No julgamento de hoje, 04 de abril de 2018, reconhecer que o STF não é Constituinte e não tem poderes para reescrever o texto da presunção de inocência cumprirá, nas circunstâncias, o papel de mensagem inequívoca dirigida a toda a sociedade: a de que o poder civil governa o Brasil. E somente o poder civil, na forma da Constituição, poderá legitimamente nos governar, hoje e sempre.

Confio, sinceramente, pela história de vida dos amigos e mestres, que, ao se alinharem ao sentido literal do texto de 1988, do dispositivo constitucional que assegura que ninguém será considerado culpado senão após o trânsito em julgado da sentença penal condenatória, ainda que sob a crença de que a Constituição não é perfeita, estarão reafirmando o compromisso do STF, como instituição, de ser o guardião da Constituição, porque ser o guardião da Constituição é ser o guardião da democracia.

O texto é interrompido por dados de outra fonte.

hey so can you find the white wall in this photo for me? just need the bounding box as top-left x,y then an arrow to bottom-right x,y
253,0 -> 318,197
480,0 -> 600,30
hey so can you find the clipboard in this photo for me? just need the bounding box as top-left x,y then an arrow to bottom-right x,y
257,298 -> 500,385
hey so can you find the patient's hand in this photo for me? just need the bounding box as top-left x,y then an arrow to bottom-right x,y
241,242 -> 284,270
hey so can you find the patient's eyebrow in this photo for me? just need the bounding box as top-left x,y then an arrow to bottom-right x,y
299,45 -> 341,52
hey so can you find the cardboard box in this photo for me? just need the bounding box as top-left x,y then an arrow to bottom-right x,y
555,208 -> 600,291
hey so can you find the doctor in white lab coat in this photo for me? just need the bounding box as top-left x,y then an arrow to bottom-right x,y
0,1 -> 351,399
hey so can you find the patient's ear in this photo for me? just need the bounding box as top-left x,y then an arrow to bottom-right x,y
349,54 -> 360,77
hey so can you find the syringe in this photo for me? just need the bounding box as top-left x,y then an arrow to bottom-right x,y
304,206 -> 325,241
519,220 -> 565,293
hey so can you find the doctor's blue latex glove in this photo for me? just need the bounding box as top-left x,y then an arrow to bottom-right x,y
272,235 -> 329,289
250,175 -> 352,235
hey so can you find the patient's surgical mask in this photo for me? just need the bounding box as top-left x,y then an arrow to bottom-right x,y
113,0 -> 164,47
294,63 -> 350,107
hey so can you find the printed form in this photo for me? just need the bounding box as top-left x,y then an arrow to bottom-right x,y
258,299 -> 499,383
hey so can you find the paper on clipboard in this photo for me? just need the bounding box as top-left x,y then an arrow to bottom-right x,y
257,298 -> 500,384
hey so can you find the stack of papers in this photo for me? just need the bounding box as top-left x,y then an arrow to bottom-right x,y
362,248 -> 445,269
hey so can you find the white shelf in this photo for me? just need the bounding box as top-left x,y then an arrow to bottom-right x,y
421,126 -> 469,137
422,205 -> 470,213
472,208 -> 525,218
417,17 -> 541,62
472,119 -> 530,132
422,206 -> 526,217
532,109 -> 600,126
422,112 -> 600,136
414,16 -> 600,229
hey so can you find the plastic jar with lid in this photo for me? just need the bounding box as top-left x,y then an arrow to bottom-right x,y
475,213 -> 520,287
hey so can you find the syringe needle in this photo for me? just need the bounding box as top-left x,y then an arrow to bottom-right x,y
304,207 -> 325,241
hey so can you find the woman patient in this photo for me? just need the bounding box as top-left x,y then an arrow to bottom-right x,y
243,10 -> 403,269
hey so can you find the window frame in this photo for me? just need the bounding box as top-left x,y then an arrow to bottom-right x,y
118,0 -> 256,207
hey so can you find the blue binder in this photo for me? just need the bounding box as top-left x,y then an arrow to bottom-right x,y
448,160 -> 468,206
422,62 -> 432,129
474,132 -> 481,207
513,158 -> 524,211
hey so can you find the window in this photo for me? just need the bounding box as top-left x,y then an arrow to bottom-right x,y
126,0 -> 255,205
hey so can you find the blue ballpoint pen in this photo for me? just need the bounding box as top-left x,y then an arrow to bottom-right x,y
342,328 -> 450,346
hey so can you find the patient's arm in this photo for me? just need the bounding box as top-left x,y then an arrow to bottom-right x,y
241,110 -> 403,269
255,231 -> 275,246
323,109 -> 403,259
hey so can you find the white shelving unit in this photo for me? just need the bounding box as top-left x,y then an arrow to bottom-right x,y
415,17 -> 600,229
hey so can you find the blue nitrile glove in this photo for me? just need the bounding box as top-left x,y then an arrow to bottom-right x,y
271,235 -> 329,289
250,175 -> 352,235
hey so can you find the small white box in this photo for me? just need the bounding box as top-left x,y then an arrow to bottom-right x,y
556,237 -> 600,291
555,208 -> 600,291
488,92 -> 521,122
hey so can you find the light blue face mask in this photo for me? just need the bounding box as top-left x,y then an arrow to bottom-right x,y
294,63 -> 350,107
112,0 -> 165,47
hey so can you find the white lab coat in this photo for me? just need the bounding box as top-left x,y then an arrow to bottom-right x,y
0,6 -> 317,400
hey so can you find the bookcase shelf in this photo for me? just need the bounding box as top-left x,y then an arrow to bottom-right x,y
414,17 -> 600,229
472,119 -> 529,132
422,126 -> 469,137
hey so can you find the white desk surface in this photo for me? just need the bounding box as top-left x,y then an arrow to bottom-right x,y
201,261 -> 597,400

Ulysses Guimarães não está mais entre nós, mas são os eventos que constituem as grandes figuras públicas para a história.

Professor Geraldo Prado.

    Eu concedo o último aparte ao Senador José Medeiros.

    O Sr. José Medeiros (Bloco Parlamentar Democracia e Cidadania/PODE - MT) – Senador Lindbergh, em que pese achar que V. Exª está fazendo, hoje, talvez um dos seus discursos históricos, permito-me divergir em alguns pontos. Eu vejo que a Constituição brasileira começou emblematicamente a ser muito desrespeitada naquele dia do julgamento, e V. Exª foi um dos artífices daquele particionamento do julgamento do impeachment, aqui, quando se particionou... E ali foi rasgada, realmente, não somente a Constituição, como foi rasgado um artigo. Então foi relativizado, e começou-se ali, a partir dali, uma relativização total do nosso ordenamento. Bem, mas vamos ao caso em tela que nós estamos tratando aqui, que já vem desde 1940, do nosso Código Penal. Há um entendimento quase – não, é geral –... E aí vamos fazer um parênteses: eu respeito toda essa, vamos dizer, discordância de vocês pelo fato de ser quem é que está hoje na base desse habeas corpus, que é o ex-Presidente Lula, figura mítica, personalidade do Partido dos Trabalhadores, mas esqueçamos, tiremos o Lula desse negócio e vamos observar à luz do caso concreto. Veja bem, Senador Lindbergh, a partir da segunda instância, V. Exª sabe que não tem mais... tribunal nenhum verifica mais prova. Portanto, réu nenhum vai ser condenado ou inocentado por questões de provas. As provas são analisadas até a segunda instância. A partir daí são questões formais. Portanto não há que se dizer que um réu lá, depois da segunda instância, foi condenado sendo inocente. As provas já foram analisadas. A gente retirar isso por causa de uma casualidade, retirar a segunda instância... E aqui não estou condenando. Respeito totalmente e concordo com V. Exª: o que o Tribunal, o STF decidir hoje eu respeito porque eu sou escravo da lei e respeito aquele Poder. Mas eu acho uma temeridade que nós mudemos esse entendimento a respeito da segunda instância, porque nós vamos ter, amanhã ou depois,... Os assassinos de Marielle, por exemplo: vão ser presos? E aí, não: nós só vamos poder ver eles na cadeia depois, daqui a 20 anos, quando chegar ao último recurso lá do STF. Nós não podemos conduzir um país com um grau de impunidade dessa forma.

(Soa a campainha.)

    O Sr. José Medeiros (Bloco Parlamentar Democracia e Cidadania/PODE - MT) – Então é por isso que eu peço uma reflexão: que se possa separar esse caso, que é um caso umbilical de vocês, do ordenamento jurídico geral deste País, porque não é possível que a gente possa contaminar tanto uma coisa que é particular do Partido dos Trabalhadores com a vida da Nação.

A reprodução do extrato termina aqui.